Saatchi Yates announces representation of late British painter Neil Stokoe. https://ift.tt/WXnNvmk

Untitled (Last spiral staircase), 1983
Neil Stokoe
Saatchi Yates

Saatchi Yates has announced its representation of Neil Stokoe and debuted a solo exhibition of his works from the 1960s to the 1990s. This posthumous exhibition follows the gallery's successful summer group exhibition “Bathers,” which marked the first collaboration between Saatchi Yates and the artist’s estate. The gallery is now collaborating with Stokoe’s family to showcase his remarkable paintings to a broader audience through a retrospective show.

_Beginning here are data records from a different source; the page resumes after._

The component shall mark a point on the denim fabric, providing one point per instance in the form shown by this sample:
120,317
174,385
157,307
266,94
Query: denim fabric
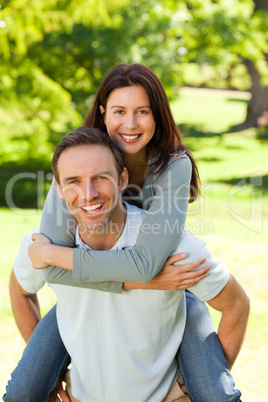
201,358
43,363
204,368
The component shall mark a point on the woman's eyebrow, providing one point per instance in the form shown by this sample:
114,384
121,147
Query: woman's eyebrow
124,107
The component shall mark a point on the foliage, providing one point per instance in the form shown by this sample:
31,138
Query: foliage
54,54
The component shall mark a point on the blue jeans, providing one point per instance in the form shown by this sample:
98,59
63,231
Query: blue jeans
44,362
204,368
201,358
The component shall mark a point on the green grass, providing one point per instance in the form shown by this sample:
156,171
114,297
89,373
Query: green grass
230,217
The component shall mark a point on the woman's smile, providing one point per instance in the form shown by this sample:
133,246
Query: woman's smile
129,119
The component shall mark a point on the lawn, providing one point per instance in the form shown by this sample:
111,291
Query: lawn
230,216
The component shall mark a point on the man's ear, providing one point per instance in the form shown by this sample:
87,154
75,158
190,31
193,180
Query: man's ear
123,179
58,189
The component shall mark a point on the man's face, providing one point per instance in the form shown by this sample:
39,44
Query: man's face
90,185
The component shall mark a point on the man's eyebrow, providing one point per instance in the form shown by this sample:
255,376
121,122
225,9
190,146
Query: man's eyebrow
69,178
123,107
104,172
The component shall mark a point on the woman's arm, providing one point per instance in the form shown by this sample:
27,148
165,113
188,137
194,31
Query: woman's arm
159,234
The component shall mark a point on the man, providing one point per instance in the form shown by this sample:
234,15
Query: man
123,347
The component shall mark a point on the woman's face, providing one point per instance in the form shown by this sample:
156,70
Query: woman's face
129,118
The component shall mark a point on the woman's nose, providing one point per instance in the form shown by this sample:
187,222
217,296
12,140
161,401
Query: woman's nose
131,121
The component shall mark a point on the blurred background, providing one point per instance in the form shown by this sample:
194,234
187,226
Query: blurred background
212,57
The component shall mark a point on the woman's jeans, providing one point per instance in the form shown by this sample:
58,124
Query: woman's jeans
44,362
200,356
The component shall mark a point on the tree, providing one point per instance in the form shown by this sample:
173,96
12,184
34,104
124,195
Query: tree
257,110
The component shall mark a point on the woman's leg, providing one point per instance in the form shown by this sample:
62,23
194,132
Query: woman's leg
201,358
43,363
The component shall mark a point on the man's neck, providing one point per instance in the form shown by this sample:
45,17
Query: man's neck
105,238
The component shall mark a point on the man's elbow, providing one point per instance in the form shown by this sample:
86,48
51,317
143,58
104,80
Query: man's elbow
243,305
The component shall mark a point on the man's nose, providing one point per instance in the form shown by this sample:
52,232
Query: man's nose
90,190
131,121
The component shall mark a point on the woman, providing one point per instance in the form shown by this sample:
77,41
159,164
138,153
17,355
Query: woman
132,107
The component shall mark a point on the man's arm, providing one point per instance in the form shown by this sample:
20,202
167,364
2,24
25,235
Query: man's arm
234,305
25,307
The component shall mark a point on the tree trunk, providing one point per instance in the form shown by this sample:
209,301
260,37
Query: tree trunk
257,110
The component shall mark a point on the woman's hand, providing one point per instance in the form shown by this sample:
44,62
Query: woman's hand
38,251
174,277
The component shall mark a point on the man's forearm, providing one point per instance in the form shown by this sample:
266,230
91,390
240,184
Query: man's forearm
25,308
60,257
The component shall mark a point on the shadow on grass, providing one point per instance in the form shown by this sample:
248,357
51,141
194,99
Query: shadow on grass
258,183
197,131
24,189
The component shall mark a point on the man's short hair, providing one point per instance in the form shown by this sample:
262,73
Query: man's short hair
86,136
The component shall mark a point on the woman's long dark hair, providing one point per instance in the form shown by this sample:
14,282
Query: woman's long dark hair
167,140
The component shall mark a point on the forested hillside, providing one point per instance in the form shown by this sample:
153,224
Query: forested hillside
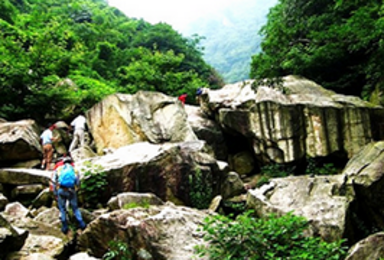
338,44
58,57
231,36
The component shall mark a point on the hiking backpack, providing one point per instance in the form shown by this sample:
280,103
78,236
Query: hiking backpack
67,176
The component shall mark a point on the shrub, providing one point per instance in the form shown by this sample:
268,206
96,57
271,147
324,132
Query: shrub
117,250
143,204
93,185
270,238
200,190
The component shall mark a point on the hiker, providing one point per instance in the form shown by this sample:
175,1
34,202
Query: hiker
199,92
182,98
66,182
46,139
79,126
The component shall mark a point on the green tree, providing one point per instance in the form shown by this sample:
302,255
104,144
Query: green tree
335,43
61,56
270,238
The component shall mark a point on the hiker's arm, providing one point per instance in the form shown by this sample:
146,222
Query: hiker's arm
77,179
52,182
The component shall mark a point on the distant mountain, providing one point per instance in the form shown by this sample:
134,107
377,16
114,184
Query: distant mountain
231,36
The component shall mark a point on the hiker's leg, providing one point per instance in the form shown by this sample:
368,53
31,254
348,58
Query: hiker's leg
81,137
61,201
49,157
74,141
75,209
45,153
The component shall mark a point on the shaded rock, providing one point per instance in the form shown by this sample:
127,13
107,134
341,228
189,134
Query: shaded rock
19,141
165,232
243,163
369,248
232,186
82,256
139,199
33,256
44,198
365,173
27,164
215,203
16,210
3,202
43,238
207,130
49,216
24,176
321,200
11,238
26,193
173,172
288,122
122,119
82,153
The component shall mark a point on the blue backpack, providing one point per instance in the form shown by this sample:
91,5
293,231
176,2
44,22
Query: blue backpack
67,177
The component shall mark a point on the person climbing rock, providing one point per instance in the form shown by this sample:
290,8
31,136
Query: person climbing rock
65,186
47,139
182,98
79,125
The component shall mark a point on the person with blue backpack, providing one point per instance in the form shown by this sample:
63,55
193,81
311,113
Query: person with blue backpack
67,182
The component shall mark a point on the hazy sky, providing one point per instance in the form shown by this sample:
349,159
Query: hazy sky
177,13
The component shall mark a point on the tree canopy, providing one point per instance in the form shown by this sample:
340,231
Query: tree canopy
336,43
63,56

Stokoe had worked alongside contemporaries such as David Hockney and Frank Bowling during the “golden years” of the Royal College of Art in the early 1960s, and yet never saw the success of his peers during his lifetime. Despite the encouragement of his close friend Francis Bacon, Stokoe largely avoided the London art scene and worked in relative obscurity for his entire life. He exhibited his work for the first time after retiring in 2002 and maintained a reclusive lifestyle, dedicating himself to his art in his south west London studio.

Two Figures in a Nightscape, 1982
Neil Stokoe
Saatchi Yates

This first solo exhibition since Stokoe’s passing in 2019 features 14 major paintings, some previously unseen, showcasing the evolution of his style over decades. His earlier works, often influenced by architect Richard Meier, depict psychologically charged interior spaces in a style reminiscent of the 1960s and ’70s. Later pieces from the 1980s and ’90s exhibit a more experimental approach, with fractured scenes and vivid colors reminiscent of Pop Art, as seen in Spiral Staircase with Two Figures (1983).

“Neil created a unique, individual body of figurative painting, which came out of the familiar Royal College of Art milieu but was cultivated in comparative darkness,” said Jack Stokoe, commenting on the rediscovery of his father’s work. “As a consequence, it is only now posthumously, that his work is beginning to receive the acknowledgement and acclaim it deserves.”